This invention generally relates to data processing systems and methods, and more specifically, to object oriented computing environments.
Object oriented programming systems and processes, also referred to as “object oriented computing environments”, have been the subject of much investigation and interest in state of the art data processing environments. As is well known to those having skill in the art, object oriented programming systems are composed of a large number of “objects”. An object is a data structure, also referred to as a “frame”, and a set of operations or functions, also referred to as “methods”, that can access that data structure. The frame has many “slots”, each of which contains an “attribute” of the data in the slot. The attribute may be a primitive (such as an integer or string) or an object reference which is a pointer to another object. Objects having identical data structures and common behavior can be grouped together into, and collectively identified as, a “class”.
Each defined class of objects will usually be manifested in a number of “instances”. Each instance contains the particular data structure for a particular example of the object. In an object oriented computing environment, the data is processed by requesting an object to perform one of its methods by sending the object a “message”. The receiving object responds to the message by choosing the method that implements the message name, executing this method on the name instance, and returning control to the calling high level routine along with the results of the method. The relationships between classes, objects and instances are established during “build time” or generation of the object oriented computing environment, i.e. prior to “run time” or execution of the object oriented computing environment.
As described above, object oriented programming systems are composed of a large number of objects. The amount of data and processing accommodated by an object is typically small enough to be contained within a single row of a database table or a single data entry panel. However, it will be recognized by those having skill in the art that a user view of an object may be considerably more complicated. Thus, simple objects may be tightly bound together as a Complex Object because they all participate in a business process. Alternatively, simple objects may be tightly bound as a Complex Object for purposes of data navigation and presentation or because of cross-object data verifications.
Additional background information about complex objects in an object oriented computing environment is given in U.S. Pat. No. 5,832,268, the disclosure of which is hereby incorporated herein by reference.

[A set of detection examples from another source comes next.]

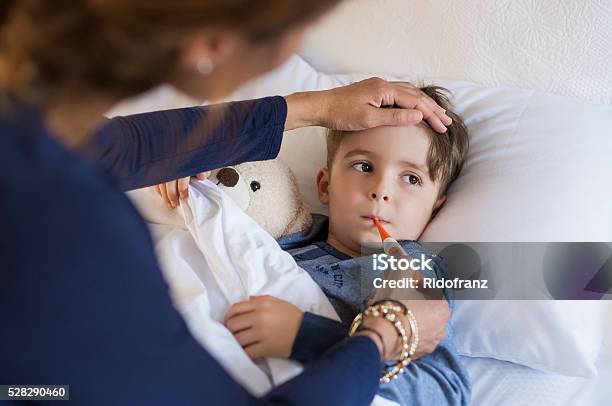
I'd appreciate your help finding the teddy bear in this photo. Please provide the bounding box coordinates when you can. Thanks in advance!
[208,159,312,239]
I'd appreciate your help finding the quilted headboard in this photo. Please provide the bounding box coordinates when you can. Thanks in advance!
[301,0,612,104]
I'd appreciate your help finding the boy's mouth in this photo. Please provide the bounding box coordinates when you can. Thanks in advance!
[361,216,389,226]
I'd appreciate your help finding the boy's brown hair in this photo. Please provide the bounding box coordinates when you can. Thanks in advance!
[327,86,469,195]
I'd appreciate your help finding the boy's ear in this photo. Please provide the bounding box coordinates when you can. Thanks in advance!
[431,195,446,219]
[317,168,329,205]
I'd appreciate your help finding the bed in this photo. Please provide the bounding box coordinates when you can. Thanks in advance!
[109,0,612,406]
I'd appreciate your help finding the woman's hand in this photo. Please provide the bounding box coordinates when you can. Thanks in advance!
[224,295,304,359]
[363,299,450,361]
[153,171,210,210]
[285,78,452,133]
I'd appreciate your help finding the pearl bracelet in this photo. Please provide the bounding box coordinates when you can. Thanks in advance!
[349,302,419,384]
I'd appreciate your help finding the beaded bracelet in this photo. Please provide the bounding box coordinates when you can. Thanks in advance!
[349,301,419,384]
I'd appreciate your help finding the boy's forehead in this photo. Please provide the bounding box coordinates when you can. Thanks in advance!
[338,125,430,165]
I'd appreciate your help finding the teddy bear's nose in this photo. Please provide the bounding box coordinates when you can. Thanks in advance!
[217,168,240,187]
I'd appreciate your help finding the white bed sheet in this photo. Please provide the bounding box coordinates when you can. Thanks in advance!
[461,314,612,406]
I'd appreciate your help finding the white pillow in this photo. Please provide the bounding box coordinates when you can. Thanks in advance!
[227,57,612,376]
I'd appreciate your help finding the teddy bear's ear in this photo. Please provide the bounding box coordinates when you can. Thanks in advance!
[282,200,312,236]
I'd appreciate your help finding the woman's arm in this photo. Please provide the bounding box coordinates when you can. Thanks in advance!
[83,96,287,190]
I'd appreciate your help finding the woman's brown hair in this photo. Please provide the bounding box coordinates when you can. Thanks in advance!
[0,0,339,100]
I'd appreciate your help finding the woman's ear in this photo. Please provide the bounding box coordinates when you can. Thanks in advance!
[317,168,329,205]
[179,30,238,69]
[431,195,446,219]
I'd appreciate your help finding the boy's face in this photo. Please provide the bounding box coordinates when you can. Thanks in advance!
[317,126,445,256]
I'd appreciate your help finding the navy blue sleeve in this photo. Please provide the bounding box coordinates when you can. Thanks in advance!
[82,96,287,190]
[289,312,348,364]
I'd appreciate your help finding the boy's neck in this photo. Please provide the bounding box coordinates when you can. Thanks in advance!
[326,231,361,258]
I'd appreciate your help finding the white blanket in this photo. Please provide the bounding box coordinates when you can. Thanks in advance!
[128,180,338,395]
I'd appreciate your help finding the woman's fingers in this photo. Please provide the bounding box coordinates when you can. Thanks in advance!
[157,183,173,210]
[176,177,189,200]
[395,86,452,133]
[234,328,261,348]
[196,171,210,180]
[244,342,267,359]
[153,185,162,199]
[166,180,179,209]
[225,312,254,334]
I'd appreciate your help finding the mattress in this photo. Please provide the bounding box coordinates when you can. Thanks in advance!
[461,320,612,406]
[301,0,612,104]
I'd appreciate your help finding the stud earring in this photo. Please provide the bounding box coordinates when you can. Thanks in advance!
[196,56,215,75]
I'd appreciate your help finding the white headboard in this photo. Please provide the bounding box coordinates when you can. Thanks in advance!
[301,0,612,104]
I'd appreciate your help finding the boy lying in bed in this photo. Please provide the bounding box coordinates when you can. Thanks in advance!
[226,87,470,405]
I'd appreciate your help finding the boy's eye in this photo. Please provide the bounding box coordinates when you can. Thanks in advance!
[404,175,421,185]
[353,162,372,172]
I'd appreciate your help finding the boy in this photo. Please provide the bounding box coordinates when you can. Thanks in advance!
[226,87,470,405]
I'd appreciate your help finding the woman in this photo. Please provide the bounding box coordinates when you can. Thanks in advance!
[0,0,449,405]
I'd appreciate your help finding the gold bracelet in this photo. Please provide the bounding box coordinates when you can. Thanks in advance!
[349,303,419,384]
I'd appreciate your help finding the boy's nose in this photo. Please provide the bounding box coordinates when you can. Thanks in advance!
[370,192,389,202]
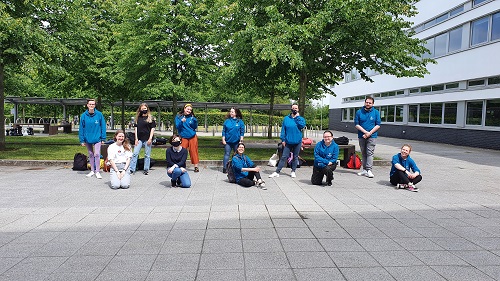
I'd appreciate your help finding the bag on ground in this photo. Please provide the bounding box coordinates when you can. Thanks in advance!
[347,153,361,169]
[226,160,236,183]
[73,153,87,171]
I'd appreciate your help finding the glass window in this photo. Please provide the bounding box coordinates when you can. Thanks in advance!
[450,5,464,17]
[469,79,484,87]
[471,17,489,45]
[396,105,404,122]
[430,103,443,124]
[408,104,418,122]
[484,99,500,127]
[448,27,462,52]
[488,76,500,85]
[443,102,457,124]
[418,103,431,124]
[465,101,483,125]
[491,13,500,41]
[434,33,448,57]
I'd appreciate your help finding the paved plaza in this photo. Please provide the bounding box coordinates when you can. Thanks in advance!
[0,132,500,281]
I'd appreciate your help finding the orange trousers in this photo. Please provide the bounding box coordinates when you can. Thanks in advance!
[181,135,200,165]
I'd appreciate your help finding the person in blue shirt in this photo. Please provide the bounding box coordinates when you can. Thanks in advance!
[222,107,245,173]
[354,97,382,178]
[232,142,267,190]
[269,104,306,178]
[78,99,106,179]
[311,131,339,186]
[389,144,422,192]
[175,103,200,173]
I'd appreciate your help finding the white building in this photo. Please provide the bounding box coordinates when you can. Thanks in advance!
[329,0,500,149]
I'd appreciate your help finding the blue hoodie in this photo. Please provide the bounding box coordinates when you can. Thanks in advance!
[280,114,306,144]
[354,106,382,138]
[233,154,254,182]
[222,117,245,143]
[78,109,106,144]
[175,114,198,139]
[314,140,339,168]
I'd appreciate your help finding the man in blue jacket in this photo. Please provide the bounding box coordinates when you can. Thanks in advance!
[78,99,106,179]
[269,104,306,178]
[311,131,339,186]
[354,97,382,178]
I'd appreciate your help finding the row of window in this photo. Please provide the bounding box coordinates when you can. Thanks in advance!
[342,76,500,102]
[342,99,500,128]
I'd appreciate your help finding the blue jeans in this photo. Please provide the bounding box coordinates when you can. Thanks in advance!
[130,140,152,172]
[276,143,302,173]
[222,142,238,168]
[167,167,191,188]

An important problem (see FIG. 3) solved by EADP complex object support is the scattering of relational data due to normalization. Traditionally a lot of application logic is devoted to reassembling this data for presentation, and also to providing navigation paths to drill down through the data. Much of this logic is very similar from one application to another. EADP provides runtime support for many of these common application tasks (complex object navigation, presentation of normalized data through quick views, calculation of computed fields, calculations of summary fields, and context control through the ruler list). EADP also provides build time support so that an application can be adapted to use these features using custom editors for Java beans.